Quién no recuerda en el Barrio Alto a Ricardo Rodríguez, el practicante de la calle Real que vivía al lado de la trapería de los filipones. Todavía está viva en La Chanca la imagen de Gloria Sevilla que lo mismo asistía a una parturienta que te daba un pinchazo certero en el glúteo.

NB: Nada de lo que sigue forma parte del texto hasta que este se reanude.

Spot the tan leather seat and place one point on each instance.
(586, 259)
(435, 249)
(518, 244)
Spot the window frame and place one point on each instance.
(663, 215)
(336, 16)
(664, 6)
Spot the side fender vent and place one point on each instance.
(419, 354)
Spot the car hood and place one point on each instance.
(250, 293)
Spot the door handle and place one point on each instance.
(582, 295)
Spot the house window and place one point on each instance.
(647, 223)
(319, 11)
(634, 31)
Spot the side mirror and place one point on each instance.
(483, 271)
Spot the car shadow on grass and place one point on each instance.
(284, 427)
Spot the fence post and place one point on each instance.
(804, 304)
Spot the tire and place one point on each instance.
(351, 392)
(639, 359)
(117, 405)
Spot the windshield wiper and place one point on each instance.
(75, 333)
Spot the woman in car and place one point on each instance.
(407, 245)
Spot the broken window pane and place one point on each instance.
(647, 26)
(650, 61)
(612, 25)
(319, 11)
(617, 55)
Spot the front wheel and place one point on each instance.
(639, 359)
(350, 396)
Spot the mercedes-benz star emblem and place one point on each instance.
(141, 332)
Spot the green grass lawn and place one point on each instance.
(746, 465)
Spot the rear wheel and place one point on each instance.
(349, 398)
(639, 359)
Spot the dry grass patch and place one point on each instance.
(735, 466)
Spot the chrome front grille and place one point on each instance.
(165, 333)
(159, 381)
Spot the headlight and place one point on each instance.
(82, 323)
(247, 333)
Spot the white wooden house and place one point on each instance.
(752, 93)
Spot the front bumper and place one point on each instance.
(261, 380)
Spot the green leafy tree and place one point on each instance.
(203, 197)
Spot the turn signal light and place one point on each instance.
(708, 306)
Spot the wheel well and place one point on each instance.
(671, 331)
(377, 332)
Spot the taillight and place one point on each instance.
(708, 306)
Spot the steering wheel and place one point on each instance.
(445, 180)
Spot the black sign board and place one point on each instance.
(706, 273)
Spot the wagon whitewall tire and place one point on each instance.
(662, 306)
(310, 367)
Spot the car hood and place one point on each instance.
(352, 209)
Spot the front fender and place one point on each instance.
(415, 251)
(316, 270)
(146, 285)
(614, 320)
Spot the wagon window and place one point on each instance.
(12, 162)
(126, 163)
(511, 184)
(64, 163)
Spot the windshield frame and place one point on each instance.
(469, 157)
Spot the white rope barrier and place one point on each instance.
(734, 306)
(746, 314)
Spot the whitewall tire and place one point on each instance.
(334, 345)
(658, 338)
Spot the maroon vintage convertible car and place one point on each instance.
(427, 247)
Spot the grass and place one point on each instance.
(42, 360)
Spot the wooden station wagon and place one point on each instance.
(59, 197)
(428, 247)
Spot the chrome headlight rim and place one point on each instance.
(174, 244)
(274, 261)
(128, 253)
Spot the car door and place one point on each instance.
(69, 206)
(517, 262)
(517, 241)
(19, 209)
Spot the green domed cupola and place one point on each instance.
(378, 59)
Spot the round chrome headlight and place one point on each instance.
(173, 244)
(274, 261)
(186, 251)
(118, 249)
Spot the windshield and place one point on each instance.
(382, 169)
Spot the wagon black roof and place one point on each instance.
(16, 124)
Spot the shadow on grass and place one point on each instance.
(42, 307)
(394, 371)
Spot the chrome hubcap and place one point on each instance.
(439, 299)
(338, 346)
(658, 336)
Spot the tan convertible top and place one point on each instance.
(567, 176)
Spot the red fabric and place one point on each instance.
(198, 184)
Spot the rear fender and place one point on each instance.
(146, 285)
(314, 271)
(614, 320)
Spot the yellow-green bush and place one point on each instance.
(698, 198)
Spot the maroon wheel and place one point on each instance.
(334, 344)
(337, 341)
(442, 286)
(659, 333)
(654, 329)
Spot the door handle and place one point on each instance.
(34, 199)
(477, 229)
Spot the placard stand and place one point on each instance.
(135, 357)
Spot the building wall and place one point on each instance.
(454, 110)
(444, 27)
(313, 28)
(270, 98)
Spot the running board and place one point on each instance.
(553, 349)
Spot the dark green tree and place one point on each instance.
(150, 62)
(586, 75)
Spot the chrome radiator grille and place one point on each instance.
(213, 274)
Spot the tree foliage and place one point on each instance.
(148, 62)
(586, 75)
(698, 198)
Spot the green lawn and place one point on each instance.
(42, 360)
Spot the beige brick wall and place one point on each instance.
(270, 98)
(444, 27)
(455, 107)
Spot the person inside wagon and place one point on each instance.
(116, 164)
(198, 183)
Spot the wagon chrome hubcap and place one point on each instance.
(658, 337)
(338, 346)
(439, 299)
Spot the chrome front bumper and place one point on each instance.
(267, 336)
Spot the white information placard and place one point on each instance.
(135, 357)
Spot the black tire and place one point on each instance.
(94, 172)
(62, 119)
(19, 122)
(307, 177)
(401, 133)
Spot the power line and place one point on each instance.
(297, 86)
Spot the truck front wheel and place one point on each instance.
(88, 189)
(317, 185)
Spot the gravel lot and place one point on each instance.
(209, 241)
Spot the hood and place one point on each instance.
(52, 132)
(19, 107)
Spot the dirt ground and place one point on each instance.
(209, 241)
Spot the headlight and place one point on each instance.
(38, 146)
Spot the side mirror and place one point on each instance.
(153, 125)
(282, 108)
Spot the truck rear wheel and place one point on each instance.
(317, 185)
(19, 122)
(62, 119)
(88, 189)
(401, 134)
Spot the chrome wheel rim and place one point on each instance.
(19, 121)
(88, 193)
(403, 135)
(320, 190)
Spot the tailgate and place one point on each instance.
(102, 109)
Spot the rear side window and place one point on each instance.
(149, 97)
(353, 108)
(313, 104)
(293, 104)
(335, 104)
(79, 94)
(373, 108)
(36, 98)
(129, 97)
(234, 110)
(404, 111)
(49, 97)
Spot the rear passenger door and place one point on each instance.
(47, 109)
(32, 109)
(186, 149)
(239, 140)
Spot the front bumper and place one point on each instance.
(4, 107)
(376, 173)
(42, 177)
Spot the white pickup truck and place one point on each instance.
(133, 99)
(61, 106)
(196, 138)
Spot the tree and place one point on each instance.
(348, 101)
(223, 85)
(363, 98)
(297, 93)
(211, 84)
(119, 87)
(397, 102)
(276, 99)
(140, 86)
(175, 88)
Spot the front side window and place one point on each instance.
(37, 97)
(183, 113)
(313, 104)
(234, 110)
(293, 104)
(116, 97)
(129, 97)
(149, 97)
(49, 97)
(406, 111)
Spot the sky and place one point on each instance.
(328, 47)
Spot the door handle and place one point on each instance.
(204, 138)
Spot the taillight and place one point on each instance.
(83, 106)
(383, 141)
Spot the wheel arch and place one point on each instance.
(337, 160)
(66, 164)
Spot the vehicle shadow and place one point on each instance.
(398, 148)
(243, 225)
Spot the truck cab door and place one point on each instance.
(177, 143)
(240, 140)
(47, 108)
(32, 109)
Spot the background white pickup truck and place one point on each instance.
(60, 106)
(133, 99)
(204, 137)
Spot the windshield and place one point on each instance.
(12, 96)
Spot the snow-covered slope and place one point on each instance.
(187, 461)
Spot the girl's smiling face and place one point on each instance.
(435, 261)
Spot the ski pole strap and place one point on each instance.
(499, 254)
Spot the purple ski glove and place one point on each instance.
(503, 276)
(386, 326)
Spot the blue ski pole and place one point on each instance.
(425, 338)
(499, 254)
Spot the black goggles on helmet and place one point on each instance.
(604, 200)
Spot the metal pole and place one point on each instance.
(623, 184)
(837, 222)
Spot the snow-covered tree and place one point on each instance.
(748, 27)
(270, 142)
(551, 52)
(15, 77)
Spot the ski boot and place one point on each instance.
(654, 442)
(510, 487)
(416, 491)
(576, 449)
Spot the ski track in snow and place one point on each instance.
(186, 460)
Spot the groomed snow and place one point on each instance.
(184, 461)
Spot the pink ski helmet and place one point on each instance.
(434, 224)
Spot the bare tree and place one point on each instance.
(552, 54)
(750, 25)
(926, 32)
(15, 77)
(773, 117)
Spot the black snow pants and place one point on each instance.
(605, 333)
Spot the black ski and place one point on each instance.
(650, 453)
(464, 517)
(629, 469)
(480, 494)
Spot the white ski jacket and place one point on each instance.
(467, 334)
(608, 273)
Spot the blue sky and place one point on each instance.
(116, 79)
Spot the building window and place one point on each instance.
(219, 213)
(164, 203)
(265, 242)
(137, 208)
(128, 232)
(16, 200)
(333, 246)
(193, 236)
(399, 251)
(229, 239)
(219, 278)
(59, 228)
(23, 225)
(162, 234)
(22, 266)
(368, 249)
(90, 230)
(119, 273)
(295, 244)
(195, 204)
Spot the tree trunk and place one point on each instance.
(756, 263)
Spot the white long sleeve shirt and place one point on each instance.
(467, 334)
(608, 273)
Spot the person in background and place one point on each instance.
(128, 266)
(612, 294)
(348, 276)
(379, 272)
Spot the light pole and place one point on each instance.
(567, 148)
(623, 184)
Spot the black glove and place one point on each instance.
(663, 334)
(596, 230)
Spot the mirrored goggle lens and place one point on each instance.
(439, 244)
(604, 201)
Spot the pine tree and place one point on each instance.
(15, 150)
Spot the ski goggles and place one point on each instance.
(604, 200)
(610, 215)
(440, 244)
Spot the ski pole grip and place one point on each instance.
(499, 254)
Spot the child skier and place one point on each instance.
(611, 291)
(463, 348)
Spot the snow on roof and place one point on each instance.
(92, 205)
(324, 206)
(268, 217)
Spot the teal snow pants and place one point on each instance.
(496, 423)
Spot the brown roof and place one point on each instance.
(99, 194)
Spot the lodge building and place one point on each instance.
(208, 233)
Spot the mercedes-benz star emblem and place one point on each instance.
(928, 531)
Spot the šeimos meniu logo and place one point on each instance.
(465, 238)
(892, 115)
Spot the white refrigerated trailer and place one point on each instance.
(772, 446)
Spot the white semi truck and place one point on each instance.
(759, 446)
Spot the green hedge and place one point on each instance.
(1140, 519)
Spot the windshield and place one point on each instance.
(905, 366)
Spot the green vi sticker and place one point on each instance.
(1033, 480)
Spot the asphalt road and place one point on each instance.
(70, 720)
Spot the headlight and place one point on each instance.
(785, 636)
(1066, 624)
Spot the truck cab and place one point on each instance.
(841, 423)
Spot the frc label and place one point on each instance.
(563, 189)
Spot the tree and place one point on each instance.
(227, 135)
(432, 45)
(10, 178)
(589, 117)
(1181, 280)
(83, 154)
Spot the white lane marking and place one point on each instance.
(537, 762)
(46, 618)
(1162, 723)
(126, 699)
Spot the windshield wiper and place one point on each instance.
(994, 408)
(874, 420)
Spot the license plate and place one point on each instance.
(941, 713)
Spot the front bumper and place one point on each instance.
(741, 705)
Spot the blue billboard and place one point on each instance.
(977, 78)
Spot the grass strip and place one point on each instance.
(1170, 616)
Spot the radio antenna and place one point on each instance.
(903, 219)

En el Quemadero era célebre Luis Criado, el hombre de las inyecciones que llegaba con su bicicleta hasta la misma puerta de las cuevas de la Fuentecica.



En el barrio de la playa hicieron carrera María Luque y Manolico Ventura, el tendero que también hacía sus pinitos como practicante. 


En los talleres de Oliveros era famoso Antonio Díaz, que había heredado la profesión de su padre, practicante de Sanidad. En la Plaza de Pavía nadie se libró de las inyecciones de Rafaelico Arcos ni de las de Adelaida Flores en la manzana de la calle de la Música. Cuánta penicilina inyectó a las mujeres del barrio de las Perchas.


Fueron célebres en la ciudad practicantes como Pepe Flores, Enrique Asensi, José Bretones y Pedro Caparros, que encontraron una buena colocación cuando se puso en macha el gran sanatorio de la Bola Azul.